Humano en Salud que oriente la formación, ejercicio y gestión de las profesiones y ocupaciones del área de la salud, en coherencia con las necesidades de la población colombiana, las características y objetivos del Sistema General de Seguridad Social en Salud” (Colombia, Congreso de la República,2011).

Así, pues, la legislación colombiana reconoce la incidencia fundamental de los recursos humanos en el desarrollo de las estrategias en salud y su respectivo cumplimiento de objetivos. Como respuesta a este mandato, el Ministerio de la Protección Social se encuentra adelantando el proceso de construcción de una política nacional del talento humano en salud (Muñoz, Et Al, 2013).

Por otro Lado el talento humano en salud ha constituido el objeto de varios estudios nacionales e internacionales. En ellos se pone en evidencia las características de su desarrollo y la forma como los cambios en el sector salud impactan en las condiciones laborales y el cumplimiento del deber. Algunas de las dificultades mostradas en varios de esos estudios se relacionan con la desigualdad en la distribución del recurso humano, la discordancia en la relación entre la formación del personal y su desempeño laboral, la deficiente planificación y regulación de este recurso y las condiciones laborales que en ocasiones llevan a fenómenos como el pluriempleo (Nigenda et al, 2010).

La desigualdad en la distribución del recurso humano está representada en la mayor participación de los profesionales con formación en salud en hospitales y centros de atención, y su menor participación en la prestación de servicios en las comunidades (Nigenda et al, 2010:13).

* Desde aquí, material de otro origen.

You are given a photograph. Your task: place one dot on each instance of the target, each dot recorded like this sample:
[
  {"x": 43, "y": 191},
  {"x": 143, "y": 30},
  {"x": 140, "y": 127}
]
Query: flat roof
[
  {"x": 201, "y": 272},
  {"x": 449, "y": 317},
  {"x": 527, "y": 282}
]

La localización geográfica es otro factor de desigualdad, dada la mayor concentración de profesionales en las grandes ciudades y centros urbanos en comparación con las zonas rurales. A los dos factores anteriores se le suma el económico: la región con mayores recursos financieros atrae mayor cantidad de personal médico y especialista a su territorio, lo que le da ventaja sobre las regiones con pocos recursos financieros (Nigenda et

al, 2010; Rigoli et al., 2005); este factor incide también en la migración del talento humano, dado que aquellos países con una mejor posición económica tienen mayor posibilidad de atraer y retener profesionales en desmedro de los países más desaventajados (Nigenda et al, 2010); migración agravada en muchas ocasiones por la insatisfacción con las características laborales que el modelo de salud brinda al recurso humano capacitado en sus países de origen (OMS, 2006; Muñoz, Et Al, 2013).

Con respecto a la relación entre la formación del personal y su desempeño laboral, algunas investigaciones han puesto en evidencia los impactos negativos que sobre la atención en salud produce la desarticulación entre la formación del personal en salud y las necesidades de la población. En este aspecto juega un papel muy importante el sistema educativo, en tanto es el encargado de entregar al sector salud los auxiliares, técnicos y profesionales con las competencias necesarias para satisfacer la demanda (Nigenda et al, 2010). Es indudable que la articulación entre el sector salud y el sector educación permitiría mejorar la calidad de los servicios y orientar la oferta educativa a las necesidades (Ministerio de la Protección Social et al, 2007).